Kalbin, üstte anlatılandan daha başka bir meziyeti vardır ki; onu da beyan edeceğiz. Tam mânâsı ile dinlemek gerek.

– Alem-i sağir... (Küçük alem...) ismini verdikleri insanın mecmuu, her ne kadar halk ve emir aleminden mürekkeb (terkib edilmiş, birleşmiş) ise de, onun vahdanî (tek) ve hakiki bir hey'eti vardır. Eserler ve hükümler dahi, bu hey'ete göre tertip edilmiştir.

Alem-i kebirde (Büyük âlemde), anlatılan böyle bir hey'et yoktur. Eğer var ise, itibarî olmamaktadır.

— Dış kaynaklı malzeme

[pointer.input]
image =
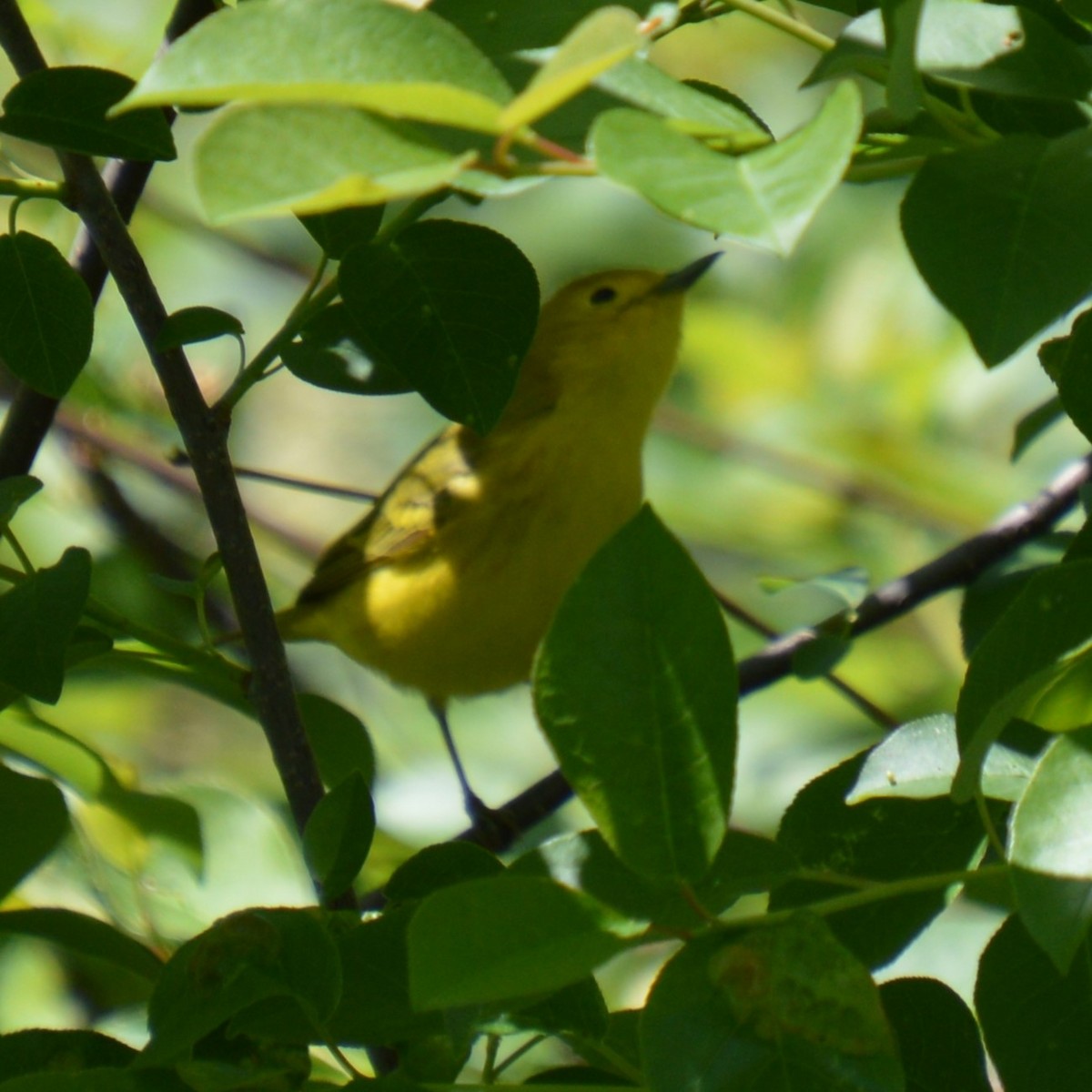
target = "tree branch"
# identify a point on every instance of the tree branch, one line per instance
(205, 435)
(956, 568)
(31, 414)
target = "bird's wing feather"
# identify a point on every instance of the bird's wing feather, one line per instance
(404, 521)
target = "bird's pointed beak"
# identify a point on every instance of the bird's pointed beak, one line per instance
(682, 279)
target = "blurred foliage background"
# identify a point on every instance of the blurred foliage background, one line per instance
(827, 414)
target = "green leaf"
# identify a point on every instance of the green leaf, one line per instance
(15, 492)
(693, 107)
(339, 834)
(37, 618)
(1033, 424)
(938, 1037)
(66, 107)
(1049, 825)
(636, 689)
(993, 48)
(1057, 913)
(995, 232)
(450, 306)
(86, 936)
(339, 740)
(33, 818)
(520, 25)
(328, 358)
(502, 937)
(54, 1051)
(440, 866)
(765, 197)
(245, 959)
(883, 840)
(918, 762)
(197, 325)
(902, 25)
(353, 53)
(375, 953)
(338, 232)
(745, 864)
(781, 1009)
(1068, 361)
(1024, 662)
(268, 159)
(994, 591)
(600, 42)
(46, 315)
(1035, 1019)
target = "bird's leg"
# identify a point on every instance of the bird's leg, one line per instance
(475, 806)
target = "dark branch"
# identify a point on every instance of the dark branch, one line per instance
(31, 414)
(205, 435)
(956, 568)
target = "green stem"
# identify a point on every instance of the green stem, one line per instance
(310, 303)
(32, 188)
(814, 38)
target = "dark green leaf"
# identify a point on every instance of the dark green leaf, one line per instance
(339, 740)
(1049, 825)
(938, 1038)
(1068, 361)
(902, 25)
(743, 864)
(450, 306)
(243, 960)
(86, 936)
(765, 197)
(37, 618)
(15, 492)
(272, 158)
(66, 108)
(519, 25)
(1057, 912)
(356, 53)
(1035, 1020)
(375, 1005)
(994, 48)
(1033, 424)
(46, 315)
(502, 937)
(1031, 664)
(883, 840)
(780, 1009)
(636, 689)
(41, 1051)
(338, 232)
(196, 325)
(995, 232)
(328, 358)
(918, 762)
(33, 820)
(438, 866)
(339, 834)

Anlatılan hey'et-i vahdaniye cihetinden insana varidat (kazanç) olarak gelen feyizler, onun tavassutu ile de insanın kalbine gelenlerden yana hiçbir şey; alem-i kebir ve alem-i kebir için kalb mesabesindeki Arş-ı Mecid için hâsıl olmaz. Meğer ki, az bir şey ola... Zira, her ikisinin de bu feyizlerden ve bereketlerden yana, nasipleri azdır.

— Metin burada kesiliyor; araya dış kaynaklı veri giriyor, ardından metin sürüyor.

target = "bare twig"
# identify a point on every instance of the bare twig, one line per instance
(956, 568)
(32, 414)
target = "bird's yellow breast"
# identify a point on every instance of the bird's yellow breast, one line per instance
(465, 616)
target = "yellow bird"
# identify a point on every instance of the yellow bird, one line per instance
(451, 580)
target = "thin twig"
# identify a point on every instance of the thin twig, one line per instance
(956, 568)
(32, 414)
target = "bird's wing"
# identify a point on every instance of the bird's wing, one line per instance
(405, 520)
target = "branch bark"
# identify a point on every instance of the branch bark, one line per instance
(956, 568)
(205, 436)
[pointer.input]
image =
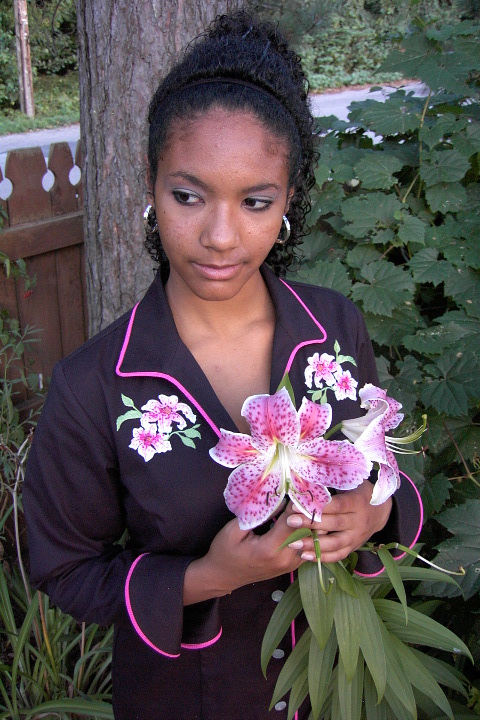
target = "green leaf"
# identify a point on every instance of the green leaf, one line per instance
(348, 621)
(398, 690)
(375, 171)
(128, 401)
(371, 643)
(186, 440)
(328, 274)
(369, 212)
(318, 605)
(426, 267)
(398, 114)
(295, 665)
(350, 692)
(388, 287)
(421, 629)
(394, 576)
(320, 665)
(446, 197)
(285, 382)
(447, 166)
(129, 415)
(282, 617)
(461, 550)
(420, 677)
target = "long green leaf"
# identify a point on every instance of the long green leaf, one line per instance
(282, 617)
(318, 605)
(350, 693)
(421, 629)
(420, 677)
(294, 666)
(92, 708)
(320, 665)
(371, 641)
(398, 690)
(348, 620)
(373, 710)
(395, 578)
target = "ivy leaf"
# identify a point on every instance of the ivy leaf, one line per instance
(398, 114)
(388, 287)
(461, 550)
(446, 197)
(368, 212)
(426, 267)
(375, 171)
(453, 382)
(443, 166)
(411, 230)
(328, 274)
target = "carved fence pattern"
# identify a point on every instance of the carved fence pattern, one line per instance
(45, 227)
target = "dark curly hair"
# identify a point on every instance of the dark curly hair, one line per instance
(255, 55)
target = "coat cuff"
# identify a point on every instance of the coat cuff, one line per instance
(404, 526)
(159, 617)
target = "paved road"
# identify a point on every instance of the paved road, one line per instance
(333, 103)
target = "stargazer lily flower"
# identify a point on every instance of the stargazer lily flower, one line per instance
(368, 434)
(285, 453)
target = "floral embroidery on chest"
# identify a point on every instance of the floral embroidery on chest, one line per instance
(325, 372)
(160, 421)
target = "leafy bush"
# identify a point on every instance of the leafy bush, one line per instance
(50, 665)
(395, 221)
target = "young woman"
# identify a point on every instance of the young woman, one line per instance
(124, 438)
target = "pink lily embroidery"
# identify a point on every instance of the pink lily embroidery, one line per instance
(285, 453)
(165, 411)
(147, 441)
(368, 433)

Arza bağlı parçaya gelince, ki o, hakikatta mevcudatın hulasasıdır (özetidir). Onda uzaklık mevcud olmasına rağmen, zuhurat itibarı ile en yakındır. Onun kemalâtı dahi, alem-i sağirin mecmuasına (küçük âlemin toplamına) sirâyet etmiştir. Bu mecmua (topluluk) alem-i kebirde olmayınca... Yani hakikatta, anlatılan sirâyeti de kaybetmiştir. Arş'ın hilâfına, insan kalbinde dahi bu kemalât vardır.

Şunun da bilinmesi yerinde olur ki, kalb için isbat ettiğimiz, kemalât ve faziletleri; iyi bir mülahaza ile düşündüğümüz zaman, cüz'i fazilette buluruz. Fazl-ı külli ise, Arş'a bağlı zuhur içindir. Misal olarak, Arş'ı ve kalbi geniş yakılan bir ateş gibi buluruz ki, bütün sahraları ve ovaları aydınlatmıştır. Bu ateşten dahi, bir meş'ale yakılmıştır. Bu meş'aleden olan ateşe bazı işlerin katılması ile, bir başka nuraniyet hasıl olmuştur ve bu durum, öbür ateşte yoktur (bu meş'alenin nuraniyeti Arş'ın ve kalbin ateşinde yoktur).

Hiç şüphe edilmeye ki, bu ziyâdelik de (fazlalık da), cüz'i faziletten başkası için (kısmî üstünlük dışında) isbat edilemez.

Bütün işlerin hakikatlerini en iyi bilen Sübhan Allah'tır.

Duâ makamında bir âyet-i kerime meâli:

"Rabbimiz, nurumuzu tamamla, bizi bağışla. Zira sen, her şeye kadirsin."(66/8)

Allahu Teâlâ, Efendimiz Muhammed'e, âline, bütün ashâbına salât edip bereketler ihsan eylesin... Kezâ, bütün nebilere ve resullere, mukarreb meleklerin hepsine.